Ocean acidification, caused by human activity, is drastically altering the production of marine plankton shells in the Mediterranean Sea. This troubling finding comes from a recent study conducted by the Institute of Environmental Science and Technology of the Universitat Autònoma de Barcelona (ICTA-UAB). The study raises concerns about the negative consequences for marine ecosystems resulting from the decrease in pH levels in the surface ocean. With the increase in anthropogenic carbon dioxide (CO2) emissions, about 25% of CO2 has entered the ocean since the Industrial Revolution. This has changed the water chemistry and led to a phenomenon known as ocean acidification. In collaboration with researchers from the University of St Andrews, the Max Planck Institute of Chemistry, and the Spanish Council for Scientific Research, the ICTA-UAB investigated the impact of CO2-induced changes on a particular group of calcifying planktonic organisms called foraminifera in the Mediterranean Sea.
The western Mediterranean Sea was chosen for the study due to its susceptibility to anthropogenic pressures and climate change. The high alkalinity and fast circulation of water masses in the basin make Mediterranean waters prone to the uptake of anthropogenic carbon. Since the Industrial Revolution, the pH levels in these waters have dropped by 0.08 units, significantly affecting the biogenic calcification of marine plankton. Foraminifera, single-celled marine calcifying zooplankton, reside in the upper ocean and are highly sensitive to climatic and environmental changes. These organisms build shells made of calcium carbonate, which are ideal for studying the long-term impacts of carbon perturbations on marine ecosystems.
The study found that the decline in foraminiferal calcite mass is primarily driven by ocean acidification caused by anthropogenic emissions, while ocean warming may mitigate this effect.
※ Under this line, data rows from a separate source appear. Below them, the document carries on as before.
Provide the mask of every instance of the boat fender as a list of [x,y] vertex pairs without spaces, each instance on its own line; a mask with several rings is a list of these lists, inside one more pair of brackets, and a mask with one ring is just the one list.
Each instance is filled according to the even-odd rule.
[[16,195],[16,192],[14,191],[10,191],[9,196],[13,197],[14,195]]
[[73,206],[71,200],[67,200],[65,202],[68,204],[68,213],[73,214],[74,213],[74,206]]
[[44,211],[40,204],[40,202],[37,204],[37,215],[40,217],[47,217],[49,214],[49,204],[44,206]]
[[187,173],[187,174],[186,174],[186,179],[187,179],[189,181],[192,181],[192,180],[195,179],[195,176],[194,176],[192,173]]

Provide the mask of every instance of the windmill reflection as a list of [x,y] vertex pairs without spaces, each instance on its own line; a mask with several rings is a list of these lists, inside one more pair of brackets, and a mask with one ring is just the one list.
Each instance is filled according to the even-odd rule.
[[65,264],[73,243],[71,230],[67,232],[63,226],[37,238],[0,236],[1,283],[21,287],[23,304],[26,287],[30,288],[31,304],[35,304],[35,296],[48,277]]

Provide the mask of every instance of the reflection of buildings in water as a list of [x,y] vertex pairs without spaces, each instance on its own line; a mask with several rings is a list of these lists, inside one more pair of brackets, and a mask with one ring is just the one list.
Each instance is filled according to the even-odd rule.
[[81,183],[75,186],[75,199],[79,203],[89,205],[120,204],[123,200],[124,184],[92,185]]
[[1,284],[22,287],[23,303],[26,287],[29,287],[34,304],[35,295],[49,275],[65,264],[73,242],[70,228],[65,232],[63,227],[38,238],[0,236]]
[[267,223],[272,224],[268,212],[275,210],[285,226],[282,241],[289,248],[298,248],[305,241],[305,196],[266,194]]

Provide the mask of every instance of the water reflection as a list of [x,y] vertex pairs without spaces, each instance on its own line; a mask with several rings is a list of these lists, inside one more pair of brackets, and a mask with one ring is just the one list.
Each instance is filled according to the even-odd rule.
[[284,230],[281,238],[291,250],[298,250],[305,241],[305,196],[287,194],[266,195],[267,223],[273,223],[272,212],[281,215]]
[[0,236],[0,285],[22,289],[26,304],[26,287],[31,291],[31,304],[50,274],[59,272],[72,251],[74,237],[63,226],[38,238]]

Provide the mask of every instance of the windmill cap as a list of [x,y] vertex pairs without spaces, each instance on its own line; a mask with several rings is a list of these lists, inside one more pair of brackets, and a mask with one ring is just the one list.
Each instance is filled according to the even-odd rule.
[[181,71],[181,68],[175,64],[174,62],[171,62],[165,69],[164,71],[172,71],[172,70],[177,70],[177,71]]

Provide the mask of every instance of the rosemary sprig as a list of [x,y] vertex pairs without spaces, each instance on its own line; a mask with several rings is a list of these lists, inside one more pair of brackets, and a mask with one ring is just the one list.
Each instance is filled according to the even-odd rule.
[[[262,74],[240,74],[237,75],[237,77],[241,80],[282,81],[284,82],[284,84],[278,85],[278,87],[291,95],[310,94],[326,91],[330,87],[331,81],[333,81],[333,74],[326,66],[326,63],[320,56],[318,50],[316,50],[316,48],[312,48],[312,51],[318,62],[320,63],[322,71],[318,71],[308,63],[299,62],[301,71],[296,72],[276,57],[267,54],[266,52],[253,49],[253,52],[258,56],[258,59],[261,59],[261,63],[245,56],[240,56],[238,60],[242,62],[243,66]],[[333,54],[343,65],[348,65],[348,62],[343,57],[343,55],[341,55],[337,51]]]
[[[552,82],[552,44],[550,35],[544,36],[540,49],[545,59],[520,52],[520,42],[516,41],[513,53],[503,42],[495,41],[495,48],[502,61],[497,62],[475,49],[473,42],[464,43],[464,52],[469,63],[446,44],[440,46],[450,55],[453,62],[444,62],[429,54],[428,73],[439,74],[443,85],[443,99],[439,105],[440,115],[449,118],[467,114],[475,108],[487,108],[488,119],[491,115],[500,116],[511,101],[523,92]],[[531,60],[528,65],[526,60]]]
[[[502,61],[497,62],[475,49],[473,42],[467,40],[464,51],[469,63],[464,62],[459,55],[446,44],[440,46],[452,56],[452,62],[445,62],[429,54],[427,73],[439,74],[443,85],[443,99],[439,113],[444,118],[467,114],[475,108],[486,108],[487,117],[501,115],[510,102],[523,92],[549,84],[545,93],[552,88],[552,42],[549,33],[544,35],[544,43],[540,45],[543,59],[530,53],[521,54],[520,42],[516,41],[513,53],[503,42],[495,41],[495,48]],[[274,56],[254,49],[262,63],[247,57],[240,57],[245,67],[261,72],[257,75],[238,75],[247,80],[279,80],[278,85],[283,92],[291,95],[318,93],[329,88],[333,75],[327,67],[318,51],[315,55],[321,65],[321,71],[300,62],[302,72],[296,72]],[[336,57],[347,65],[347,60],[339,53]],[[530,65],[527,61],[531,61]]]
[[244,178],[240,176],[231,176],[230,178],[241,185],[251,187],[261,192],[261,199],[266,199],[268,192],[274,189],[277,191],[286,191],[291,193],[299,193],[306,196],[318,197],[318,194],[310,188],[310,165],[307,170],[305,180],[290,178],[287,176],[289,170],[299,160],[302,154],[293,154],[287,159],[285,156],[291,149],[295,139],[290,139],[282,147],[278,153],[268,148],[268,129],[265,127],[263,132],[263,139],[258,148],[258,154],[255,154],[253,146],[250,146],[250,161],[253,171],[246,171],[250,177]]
Prior to the Industrial Revolution, the shells of planktonic foraminifera were heavier with minimal variations in weight over time. However, the researchers observed an accelerated decrease in shell weight during the 20th century. Additionally, the study revealed that the anthropogenic carbon dioxide signature has already affected the shell chemistry of the planktonic calcifiers.
The acidification of the Mediterranean Sea surface caused by anthropogenic sources has significantly impacted foraminiferal calcification throughout the 20th century. This finding has broader implications for other calcifying planktonic organisms, such as coccolithophores and pteropods, which also reside in Mediterranean surface waters and play critical roles in atmospheric CO2 modulation. As calcifying plankton are essential components of marine food web architecture and biogeochemical cycles, continued ocean acidification will have negative consequences for marine ecosystem services. These include climate regulation, the functioning of ocean ecosystems, and food security. Given these threats, it is crucial to mitigate climate change by reducing CO2 emissions.
The acidification of the Mediterranean Sea due to human activity is already impacting the production of marine plankton shells. This study highlights the alarming consequences of ocean acidification on foraminifera and emphasizes the need to address climate change by reducing CO2 emissions. The findings underscore the importance of protecting marine ecosystems and the services they provide for the overall health and sustainability of our planet. Continued research in this field is necessary to fully understand the extent of the effects of ocean acidification and implement effective mitigation strategies.